Hermann Eibel; Ulrich Salzer; Klaus Warnatz


Curr Opin Allergy Clin Immunol. 2010;10(6):526-533. 

In This Article

CD81 Deficiency

Recently, mutations in the CD19 gene were described as a cause for antibody deficiency by the group of van Zelm.[33] CD19 forms a complex together with CD21, CD81, and CD225. The complex lowers the B-cell receptor-signaling threshold by amplifying the BCR signal in response to antigens circulating at low concentrations or forming an immune complex. Studying a 6-year-old girl of consanguineous parents, who also completely lacked CD19 expression on peripheral B cells, van Zelm et al. [34••] reported now a case of CD81 deficiency caused by a homozygous splice site mutation leading to an aberrantly spliced transcript, which encodes for a truncated, probably unstable, CD81 protein. Not surprisingly, the patient shares immunological features with the CD19-deficient patients like impaired Ca2+ flux after BCR stimulation. However, the patient acquired an acute glomerulonephritis, diagnosed as Henoch–Schönlein purpura, which led to terminal renal damage and also had several episodes of autoimmune thrombocytopenia. The hypogammaglobulinemia affected IgG levels more than IgA and IgM and, in contrast to BAFF-R and CD20 deficiency, vaccination responses both to TT and PnPs were severely impaired.[34••]

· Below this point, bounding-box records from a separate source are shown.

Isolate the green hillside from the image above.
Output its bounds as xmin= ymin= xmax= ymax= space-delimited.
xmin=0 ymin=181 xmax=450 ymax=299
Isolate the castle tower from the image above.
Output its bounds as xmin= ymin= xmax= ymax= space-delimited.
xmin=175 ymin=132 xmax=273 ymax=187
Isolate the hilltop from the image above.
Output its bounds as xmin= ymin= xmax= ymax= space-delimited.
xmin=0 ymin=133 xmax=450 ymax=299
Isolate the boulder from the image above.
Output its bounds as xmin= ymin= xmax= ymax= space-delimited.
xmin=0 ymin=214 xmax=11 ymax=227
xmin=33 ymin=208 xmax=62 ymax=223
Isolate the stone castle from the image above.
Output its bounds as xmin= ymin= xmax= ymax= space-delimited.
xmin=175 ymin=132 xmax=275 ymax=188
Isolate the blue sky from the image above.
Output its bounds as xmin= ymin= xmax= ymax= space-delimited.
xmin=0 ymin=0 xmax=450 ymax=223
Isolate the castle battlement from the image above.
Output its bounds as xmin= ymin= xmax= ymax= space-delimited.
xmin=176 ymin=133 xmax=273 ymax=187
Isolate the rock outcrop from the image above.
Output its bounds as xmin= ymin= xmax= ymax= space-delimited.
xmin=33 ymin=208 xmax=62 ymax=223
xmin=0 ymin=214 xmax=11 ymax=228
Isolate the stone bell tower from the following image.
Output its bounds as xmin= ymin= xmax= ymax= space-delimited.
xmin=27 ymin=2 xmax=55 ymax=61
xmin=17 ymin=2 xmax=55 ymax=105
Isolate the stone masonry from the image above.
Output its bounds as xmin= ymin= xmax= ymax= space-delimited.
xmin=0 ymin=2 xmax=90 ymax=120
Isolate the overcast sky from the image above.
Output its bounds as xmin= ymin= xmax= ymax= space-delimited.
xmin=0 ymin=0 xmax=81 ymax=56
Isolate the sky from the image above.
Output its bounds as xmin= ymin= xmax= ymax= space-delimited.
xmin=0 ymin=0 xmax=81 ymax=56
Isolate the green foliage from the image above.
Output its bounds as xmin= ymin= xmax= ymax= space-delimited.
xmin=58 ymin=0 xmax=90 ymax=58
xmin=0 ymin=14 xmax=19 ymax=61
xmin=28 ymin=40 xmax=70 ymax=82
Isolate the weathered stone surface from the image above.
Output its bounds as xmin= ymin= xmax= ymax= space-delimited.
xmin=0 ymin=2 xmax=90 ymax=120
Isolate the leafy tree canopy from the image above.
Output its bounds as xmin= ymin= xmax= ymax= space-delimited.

Compared with their murine knockout counterparts human CD20 and CD81 deficiencies show more pronounced phenotypes, which, for CD81, may be explained by residual CD19 expression on CD81-deficient mouse B cells.[35–37] This distinctive feature together with other important characteristics of the human and murine BAFF-R, CD20, and CD81 deficiencies have been highlighted in Table 1.

It should be noted that each of these three gene defects is represented by only one consanguineous family each and proof of a definite causal relationship calls for the identification of additional affected families.